Making some coffee, said Arthur, still wearing his very placid face. He had long ago realized that the only way of being in Ford’s company successfully was to keep a large stock of very placid faces and wear them at all times.
You missed the best bit! raged Ford. You missed the bit where I jumped the guy! Now, he said, I shall have to jump him, all over him!
He hurled himself recklessly at a chair and broke it.
It was better, he said sullenly, last time, and waved vaguely in the direction of another broken chair which he had already got trussed up on the dining table.
I see, said Arthur, casting a placid eye over the trussed up wreckage, and, er, what are all the ice cubes for?

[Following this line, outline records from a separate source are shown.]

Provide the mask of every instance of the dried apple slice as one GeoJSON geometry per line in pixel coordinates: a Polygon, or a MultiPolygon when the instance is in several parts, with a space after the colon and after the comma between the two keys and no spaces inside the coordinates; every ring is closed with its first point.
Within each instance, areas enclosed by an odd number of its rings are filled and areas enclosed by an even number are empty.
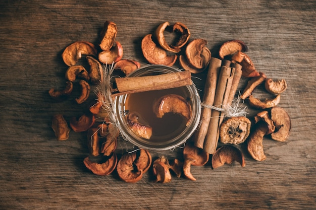
{"type": "Polygon", "coordinates": [[[191,105],[184,98],[176,94],[168,94],[162,96],[154,103],[153,112],[157,117],[162,118],[165,114],[169,112],[182,115],[188,123],[192,110],[191,105]]]}
{"type": "Polygon", "coordinates": [[[249,104],[253,107],[258,109],[268,109],[276,106],[280,103],[281,95],[277,95],[275,98],[261,101],[260,99],[255,98],[253,95],[250,95],[249,97],[249,104]]]}
{"type": "Polygon", "coordinates": [[[118,33],[116,24],[113,22],[106,21],[100,34],[100,48],[104,51],[110,50],[115,42],[118,33]]]}
{"type": "Polygon", "coordinates": [[[290,116],[284,109],[276,107],[271,109],[271,119],[276,126],[276,130],[271,133],[271,138],[279,142],[284,142],[290,135],[290,116]]]}
{"type": "Polygon", "coordinates": [[[149,139],[152,134],[152,128],[139,123],[138,118],[139,115],[135,112],[129,113],[127,115],[127,125],[138,136],[149,139]]]}
{"type": "Polygon", "coordinates": [[[141,50],[145,58],[151,64],[172,66],[177,60],[176,54],[168,55],[162,48],[157,46],[151,39],[151,34],[147,34],[141,41],[141,50]]]}
{"type": "Polygon", "coordinates": [[[119,60],[114,65],[114,68],[121,69],[126,76],[140,67],[138,62],[129,59],[119,60]]]}
{"type": "Polygon", "coordinates": [[[266,80],[265,87],[268,92],[272,94],[279,94],[285,91],[287,84],[284,79],[275,81],[269,78],[266,80]]]}
{"type": "Polygon", "coordinates": [[[253,77],[259,75],[259,73],[254,67],[251,59],[247,54],[239,51],[233,56],[232,60],[233,62],[237,62],[242,66],[241,71],[243,77],[253,77]]]}
{"type": "Polygon", "coordinates": [[[207,41],[202,39],[196,39],[188,44],[185,55],[188,62],[197,68],[204,68],[209,63],[211,53],[205,47],[207,41]]]}
{"type": "Polygon", "coordinates": [[[62,57],[64,62],[70,66],[76,64],[82,55],[96,55],[96,49],[93,44],[86,41],[77,41],[65,49],[62,57]]]}
{"type": "Polygon", "coordinates": [[[170,26],[168,22],[163,23],[158,26],[155,31],[155,35],[160,46],[169,52],[178,53],[180,48],[183,46],[189,40],[190,34],[189,29],[181,23],[176,23],[173,27],[173,32],[178,32],[181,33],[180,37],[174,46],[169,45],[165,38],[164,32],[165,30],[170,26]]]}
{"type": "Polygon", "coordinates": [[[190,71],[192,74],[198,74],[203,72],[205,70],[205,68],[197,68],[194,66],[192,66],[187,59],[185,55],[180,55],[179,56],[179,62],[184,69],[190,71]]]}
{"type": "Polygon", "coordinates": [[[212,167],[216,169],[225,164],[231,164],[235,161],[243,167],[246,166],[244,155],[241,151],[235,147],[225,145],[217,149],[212,156],[212,167]]]}
{"type": "Polygon", "coordinates": [[[248,152],[252,158],[258,161],[263,161],[267,159],[264,151],[262,141],[264,136],[269,131],[268,125],[264,122],[259,122],[255,125],[248,140],[248,152]]]}
{"type": "Polygon", "coordinates": [[[116,42],[115,46],[112,47],[110,50],[102,51],[99,53],[100,62],[110,64],[121,60],[123,57],[123,47],[120,42],[116,42]]]}
{"type": "Polygon", "coordinates": [[[246,52],[247,50],[246,44],[242,41],[235,39],[224,42],[220,48],[219,54],[220,57],[224,59],[227,55],[233,55],[239,51],[246,52]]]}

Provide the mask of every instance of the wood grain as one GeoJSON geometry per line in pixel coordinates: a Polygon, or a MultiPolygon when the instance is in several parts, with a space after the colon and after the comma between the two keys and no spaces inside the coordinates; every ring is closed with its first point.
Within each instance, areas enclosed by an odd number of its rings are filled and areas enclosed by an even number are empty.
{"type": "MultiPolygon", "coordinates": [[[[315,8],[312,0],[1,2],[0,208],[314,209],[315,8]],[[85,133],[71,131],[68,140],[59,142],[50,128],[54,114],[69,120],[87,104],[74,103],[78,91],[60,103],[47,93],[65,85],[65,48],[79,40],[97,44],[107,20],[118,26],[124,58],[142,65],[147,63],[142,38],[165,21],[185,24],[191,39],[207,40],[214,56],[223,42],[243,40],[258,71],[288,83],[279,106],[292,119],[289,139],[266,138],[262,162],[241,146],[245,168],[192,167],[195,182],[174,176],[168,184],[154,183],[150,171],[134,184],[116,173],[92,175],[82,162],[85,133]]],[[[202,94],[206,73],[195,76],[202,94]]],[[[248,111],[249,117],[257,111],[248,111]]],[[[131,148],[120,141],[117,153],[131,148]]],[[[181,152],[151,154],[172,159],[181,152]]]]}

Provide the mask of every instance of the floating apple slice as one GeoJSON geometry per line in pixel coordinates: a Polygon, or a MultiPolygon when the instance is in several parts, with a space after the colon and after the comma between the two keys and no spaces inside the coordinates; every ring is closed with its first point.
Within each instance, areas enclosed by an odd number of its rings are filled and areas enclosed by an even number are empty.
{"type": "Polygon", "coordinates": [[[127,115],[127,125],[134,133],[138,136],[149,139],[152,134],[152,128],[138,122],[138,115],[132,112],[127,115]]]}
{"type": "Polygon", "coordinates": [[[159,118],[162,118],[165,114],[169,112],[180,114],[186,119],[187,124],[192,110],[184,98],[179,95],[169,94],[161,97],[155,102],[153,112],[159,118]]]}

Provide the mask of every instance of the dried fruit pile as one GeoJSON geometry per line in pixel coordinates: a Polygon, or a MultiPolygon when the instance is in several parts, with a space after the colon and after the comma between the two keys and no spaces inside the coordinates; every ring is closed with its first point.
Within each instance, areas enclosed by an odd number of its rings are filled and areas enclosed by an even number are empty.
{"type": "MultiPolygon", "coordinates": [[[[63,90],[50,90],[48,93],[50,96],[56,100],[64,100],[71,94],[73,83],[79,81],[81,94],[76,101],[78,104],[81,104],[89,98],[90,85],[98,85],[104,82],[102,80],[104,78],[102,68],[104,64],[114,63],[114,69],[120,69],[126,75],[139,68],[140,64],[137,61],[122,59],[123,47],[116,40],[117,33],[116,25],[106,21],[100,34],[98,46],[89,42],[77,41],[66,47],[62,54],[63,60],[69,66],[65,73],[66,86],[63,90]],[[85,55],[89,64],[88,71],[83,66],[77,64],[82,55],[85,55]]],[[[105,176],[116,169],[122,180],[133,183],[140,180],[151,167],[156,182],[171,181],[170,170],[178,177],[183,173],[188,179],[195,180],[190,172],[191,166],[205,165],[210,157],[213,169],[225,164],[230,164],[234,161],[244,167],[244,155],[234,145],[246,143],[248,151],[253,159],[263,161],[266,159],[262,146],[264,136],[269,135],[272,139],[280,142],[288,138],[291,129],[290,117],[284,109],[277,106],[281,94],[287,88],[286,81],[274,81],[268,79],[264,73],[258,72],[245,53],[247,46],[241,41],[230,40],[224,43],[219,50],[219,58],[214,59],[206,47],[207,41],[195,39],[189,41],[190,35],[189,29],[181,23],[176,23],[173,25],[168,22],[163,23],[157,28],[153,37],[152,34],[148,34],[143,38],[141,48],[144,57],[151,64],[168,66],[174,65],[179,57],[180,65],[192,74],[201,72],[207,67],[209,72],[216,62],[219,62],[220,66],[232,69],[233,72],[236,69],[237,73],[239,68],[240,75],[237,76],[236,73],[236,81],[233,80],[232,82],[233,91],[228,92],[227,95],[229,93],[229,98],[232,100],[240,78],[242,76],[248,79],[247,85],[240,98],[246,99],[250,107],[258,110],[256,115],[251,119],[252,120],[245,116],[226,116],[223,118],[216,128],[218,132],[216,145],[218,141],[225,145],[216,147],[216,151],[212,153],[205,150],[203,144],[197,147],[194,142],[189,141],[183,149],[181,158],[183,161],[176,158],[170,164],[168,159],[162,155],[152,162],[149,151],[143,149],[126,153],[118,160],[116,150],[119,131],[111,123],[109,114],[104,113],[101,103],[102,95],[96,93],[96,102],[88,108],[88,111],[79,119],[72,118],[69,122],[75,132],[87,132],[89,155],[83,163],[93,174],[105,176]],[[168,30],[178,35],[174,44],[169,44],[165,39],[165,31],[168,30]],[[182,50],[183,48],[185,49],[182,50]],[[272,99],[261,101],[253,96],[253,92],[264,83],[267,92],[274,97],[272,99]],[[96,120],[96,118],[100,117],[101,121],[96,120]],[[254,123],[252,123],[251,121],[254,123]]],[[[230,104],[230,100],[227,100],[225,105],[230,104]]],[[[132,121],[133,118],[130,120],[132,121]]],[[[54,116],[51,127],[58,140],[68,138],[70,129],[62,114],[54,116]]]]}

What? screamed Ford. What? You missed that bit too? That’s the suspended animation facility! I put the guy in the suspended animation facility. Well I had to didn’t I?
So it would seem, said Arthur, in his placid voice.
Don’t touch that!!! yelled Ford.
Arthur, who was about to replace the phone, which was for some mysterious reason lying on the table, off the hook, paused, placidly.
OK, said Ford, calming down, listen to it.
Arthur put the phone to his ear.
It’s the speaking clock, he said.
Beep, beep, beep, said Ford, is exactly what is being heard all over that guy’s ship, while he sleeps, in the ice, going slowly round a little-known moon of Sesefras Magna. The London Speaking Clock!
I see, said Arthur again, and decided that now was the time to ask the big one.
Why? he said, placidly.
With a bit of luck, said Ford, the phone bill will bankrupt the buggers.
He threw himself, sweating, on to the sofa.
Anyway, he said, dramatic arrival don’t you think?